State v. Fierro, 124 Ariz. 182, 603 P.2d 74 (1979); In re Haymer, 115 Ill. App.3d 349, 71 Ill.Dec. 252, 450 N.E.2d 940 (1st Dist. 1983); Swafford v. State, 421 N.E.2d 596 (Ind. 1981); Commonwealth v. Golston, 373 Mass. 249, 366 N.E.2d 744 (1977), cert. denied, 434 U.S. 1039, 98 S.Ct. 777, 54 L.Ed.2d 788 (1978); State v. Meints, 212 Neb. 410, 322 N.W.2d 809 (1982); People v. Eulo, 63 N.Y.2d 341, 482 N.Y.S.2d 436, 472 N.E.2d 286 (1984); In re Welfare of Bowman, 94 Wn.2d 407, 617 P.2d 731 (1980).
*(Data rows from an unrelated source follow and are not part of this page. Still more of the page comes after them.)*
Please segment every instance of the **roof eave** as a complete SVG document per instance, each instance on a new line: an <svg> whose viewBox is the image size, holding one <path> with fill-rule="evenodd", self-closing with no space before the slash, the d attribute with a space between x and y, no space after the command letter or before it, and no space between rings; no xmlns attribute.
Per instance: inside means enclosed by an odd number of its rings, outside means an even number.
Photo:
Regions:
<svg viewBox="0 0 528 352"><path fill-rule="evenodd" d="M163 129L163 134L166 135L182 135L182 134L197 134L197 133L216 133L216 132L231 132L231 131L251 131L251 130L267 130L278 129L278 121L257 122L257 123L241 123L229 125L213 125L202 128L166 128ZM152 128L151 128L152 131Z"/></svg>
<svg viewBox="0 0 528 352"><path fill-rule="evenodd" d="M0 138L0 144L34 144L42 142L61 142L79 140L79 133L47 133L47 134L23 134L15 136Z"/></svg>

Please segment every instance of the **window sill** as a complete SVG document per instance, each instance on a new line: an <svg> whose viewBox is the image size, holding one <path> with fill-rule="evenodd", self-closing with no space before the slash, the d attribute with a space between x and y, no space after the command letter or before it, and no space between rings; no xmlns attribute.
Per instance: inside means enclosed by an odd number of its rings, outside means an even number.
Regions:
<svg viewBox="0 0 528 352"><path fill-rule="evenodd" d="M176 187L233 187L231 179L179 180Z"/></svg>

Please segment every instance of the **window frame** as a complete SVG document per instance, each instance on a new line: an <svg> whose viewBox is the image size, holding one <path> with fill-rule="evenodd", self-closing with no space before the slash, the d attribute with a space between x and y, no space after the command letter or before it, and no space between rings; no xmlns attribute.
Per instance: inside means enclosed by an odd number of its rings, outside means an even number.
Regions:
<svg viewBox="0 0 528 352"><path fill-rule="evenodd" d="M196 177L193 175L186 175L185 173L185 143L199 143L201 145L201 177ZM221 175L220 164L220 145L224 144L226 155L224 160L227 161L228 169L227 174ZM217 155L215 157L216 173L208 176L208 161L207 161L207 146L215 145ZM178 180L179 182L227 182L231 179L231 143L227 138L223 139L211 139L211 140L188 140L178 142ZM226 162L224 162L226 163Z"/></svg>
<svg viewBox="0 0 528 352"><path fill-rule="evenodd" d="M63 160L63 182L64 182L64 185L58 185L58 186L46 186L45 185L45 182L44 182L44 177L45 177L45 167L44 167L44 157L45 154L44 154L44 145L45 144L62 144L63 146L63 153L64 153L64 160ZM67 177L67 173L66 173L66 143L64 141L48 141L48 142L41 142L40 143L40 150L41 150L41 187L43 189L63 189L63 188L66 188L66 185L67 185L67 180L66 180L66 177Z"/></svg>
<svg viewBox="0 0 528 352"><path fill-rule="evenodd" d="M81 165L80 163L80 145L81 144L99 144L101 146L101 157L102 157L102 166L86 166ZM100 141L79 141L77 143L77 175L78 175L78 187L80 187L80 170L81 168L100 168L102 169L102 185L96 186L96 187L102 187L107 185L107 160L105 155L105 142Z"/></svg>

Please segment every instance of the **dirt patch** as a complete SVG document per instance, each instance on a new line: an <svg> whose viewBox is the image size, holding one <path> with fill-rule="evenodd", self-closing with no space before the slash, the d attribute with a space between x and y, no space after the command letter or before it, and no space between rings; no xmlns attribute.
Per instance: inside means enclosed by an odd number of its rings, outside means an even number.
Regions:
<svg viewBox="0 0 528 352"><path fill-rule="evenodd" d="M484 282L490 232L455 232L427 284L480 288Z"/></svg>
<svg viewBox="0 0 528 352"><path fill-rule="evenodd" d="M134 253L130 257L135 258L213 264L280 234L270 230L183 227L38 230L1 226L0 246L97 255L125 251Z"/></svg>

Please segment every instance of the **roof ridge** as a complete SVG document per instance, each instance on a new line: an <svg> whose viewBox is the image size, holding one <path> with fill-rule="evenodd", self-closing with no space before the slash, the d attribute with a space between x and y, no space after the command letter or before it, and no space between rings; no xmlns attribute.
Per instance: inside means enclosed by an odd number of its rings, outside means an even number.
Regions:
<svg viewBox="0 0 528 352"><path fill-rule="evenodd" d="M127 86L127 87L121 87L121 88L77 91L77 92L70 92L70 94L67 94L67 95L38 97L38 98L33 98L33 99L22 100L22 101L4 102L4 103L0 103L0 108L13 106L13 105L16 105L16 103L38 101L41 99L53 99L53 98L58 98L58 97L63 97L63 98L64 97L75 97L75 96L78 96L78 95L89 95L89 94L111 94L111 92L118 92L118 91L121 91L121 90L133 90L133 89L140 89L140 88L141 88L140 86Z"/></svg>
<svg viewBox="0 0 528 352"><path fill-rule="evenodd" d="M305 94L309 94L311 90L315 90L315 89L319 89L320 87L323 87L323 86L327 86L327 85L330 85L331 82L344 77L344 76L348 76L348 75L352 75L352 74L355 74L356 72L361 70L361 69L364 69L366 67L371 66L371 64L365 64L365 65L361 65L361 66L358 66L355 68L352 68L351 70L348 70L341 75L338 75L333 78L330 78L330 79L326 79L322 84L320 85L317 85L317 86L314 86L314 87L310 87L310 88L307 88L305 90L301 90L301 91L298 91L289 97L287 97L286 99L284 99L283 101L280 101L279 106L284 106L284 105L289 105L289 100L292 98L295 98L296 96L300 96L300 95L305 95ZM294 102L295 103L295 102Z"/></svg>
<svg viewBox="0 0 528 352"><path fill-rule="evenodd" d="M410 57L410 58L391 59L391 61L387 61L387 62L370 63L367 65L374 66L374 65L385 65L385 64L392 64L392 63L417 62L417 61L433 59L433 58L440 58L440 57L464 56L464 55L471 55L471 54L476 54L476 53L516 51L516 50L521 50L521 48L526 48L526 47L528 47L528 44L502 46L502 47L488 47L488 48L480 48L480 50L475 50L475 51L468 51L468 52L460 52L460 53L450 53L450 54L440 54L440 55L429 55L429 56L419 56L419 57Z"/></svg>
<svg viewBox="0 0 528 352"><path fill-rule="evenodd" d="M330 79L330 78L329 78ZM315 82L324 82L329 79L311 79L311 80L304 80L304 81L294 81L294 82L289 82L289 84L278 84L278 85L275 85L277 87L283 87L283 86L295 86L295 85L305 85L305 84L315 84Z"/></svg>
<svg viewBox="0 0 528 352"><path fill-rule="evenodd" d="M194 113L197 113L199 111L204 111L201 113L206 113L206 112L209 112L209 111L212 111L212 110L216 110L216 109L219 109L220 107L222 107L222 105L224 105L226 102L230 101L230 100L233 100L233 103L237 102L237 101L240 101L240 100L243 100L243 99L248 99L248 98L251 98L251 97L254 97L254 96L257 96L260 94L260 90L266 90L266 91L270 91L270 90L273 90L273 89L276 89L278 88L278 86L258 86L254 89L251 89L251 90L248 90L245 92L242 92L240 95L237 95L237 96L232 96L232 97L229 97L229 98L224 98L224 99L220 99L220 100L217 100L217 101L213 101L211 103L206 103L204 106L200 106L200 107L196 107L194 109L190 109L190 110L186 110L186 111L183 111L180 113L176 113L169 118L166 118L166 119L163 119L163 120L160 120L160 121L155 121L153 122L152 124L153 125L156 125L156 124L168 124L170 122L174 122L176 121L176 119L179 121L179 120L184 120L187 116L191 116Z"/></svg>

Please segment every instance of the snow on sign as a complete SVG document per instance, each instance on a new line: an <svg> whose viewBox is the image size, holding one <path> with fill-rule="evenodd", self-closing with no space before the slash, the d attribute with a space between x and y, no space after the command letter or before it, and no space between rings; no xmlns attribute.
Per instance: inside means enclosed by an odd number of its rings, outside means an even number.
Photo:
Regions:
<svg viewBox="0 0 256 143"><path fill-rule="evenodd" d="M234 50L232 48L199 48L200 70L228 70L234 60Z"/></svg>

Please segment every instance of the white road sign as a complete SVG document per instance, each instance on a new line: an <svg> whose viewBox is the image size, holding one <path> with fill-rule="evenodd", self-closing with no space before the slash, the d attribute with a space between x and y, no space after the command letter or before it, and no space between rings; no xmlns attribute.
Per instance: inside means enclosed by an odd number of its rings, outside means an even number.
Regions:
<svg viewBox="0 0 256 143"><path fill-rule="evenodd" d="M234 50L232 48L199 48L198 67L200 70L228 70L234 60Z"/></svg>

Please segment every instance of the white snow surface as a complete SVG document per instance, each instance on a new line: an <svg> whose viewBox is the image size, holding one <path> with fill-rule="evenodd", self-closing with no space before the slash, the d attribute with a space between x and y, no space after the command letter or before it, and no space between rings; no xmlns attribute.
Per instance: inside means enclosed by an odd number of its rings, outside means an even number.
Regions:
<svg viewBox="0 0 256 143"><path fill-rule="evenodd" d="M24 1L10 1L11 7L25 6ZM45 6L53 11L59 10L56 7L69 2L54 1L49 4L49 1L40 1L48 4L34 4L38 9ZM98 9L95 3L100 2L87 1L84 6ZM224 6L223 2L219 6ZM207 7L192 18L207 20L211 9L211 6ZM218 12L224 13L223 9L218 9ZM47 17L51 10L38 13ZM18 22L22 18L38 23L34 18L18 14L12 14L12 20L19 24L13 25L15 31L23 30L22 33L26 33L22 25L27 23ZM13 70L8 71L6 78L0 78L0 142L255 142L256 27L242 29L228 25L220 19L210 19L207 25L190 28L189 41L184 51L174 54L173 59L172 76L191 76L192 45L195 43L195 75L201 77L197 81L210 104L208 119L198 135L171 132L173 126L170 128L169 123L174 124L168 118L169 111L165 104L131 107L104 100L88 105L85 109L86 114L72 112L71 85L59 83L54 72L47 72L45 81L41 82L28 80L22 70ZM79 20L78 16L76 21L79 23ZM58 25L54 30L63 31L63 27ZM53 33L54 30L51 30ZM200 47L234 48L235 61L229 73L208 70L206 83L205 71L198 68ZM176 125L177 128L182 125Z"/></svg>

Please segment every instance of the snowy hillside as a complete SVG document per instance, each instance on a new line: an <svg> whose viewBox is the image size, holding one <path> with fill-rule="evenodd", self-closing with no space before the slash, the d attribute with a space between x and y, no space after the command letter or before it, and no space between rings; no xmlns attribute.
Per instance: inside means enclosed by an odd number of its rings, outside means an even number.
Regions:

If the concept of brain death as death is accepted, the next question — which is a separate question — is what are the criteria for determining that brain death has, in fact, occurred. Even under the traditional definition of death, it should be remembered, there is a need for procedures to determine that death, indeed, has taken place. The Harvard Report lists four criteria for brain death: unreceptivity and unresponsitivity; no movement or breathing; no reflexes; and a flat EEG. In 1976 the Minnesota Medical Association adopted the following criteria: cerebral unresponsitivity; no breathing for 3 minutes without a respirator; no brain stem reflexes; two separate clinical examinations with at least 12 hours between; irreversibility, specifically excluding the possibilities of hypothermia or intoxication; and, in appropriate cases, such confirmatory tests as a flat EEG or a cerebral angiography showing lack of blood flow to the brain. See Cranford, Minnesota Medical Ass'n Criteria: Brain Death — Concept and Criteria, 61 Minnesota Medicine 561-63 (1978).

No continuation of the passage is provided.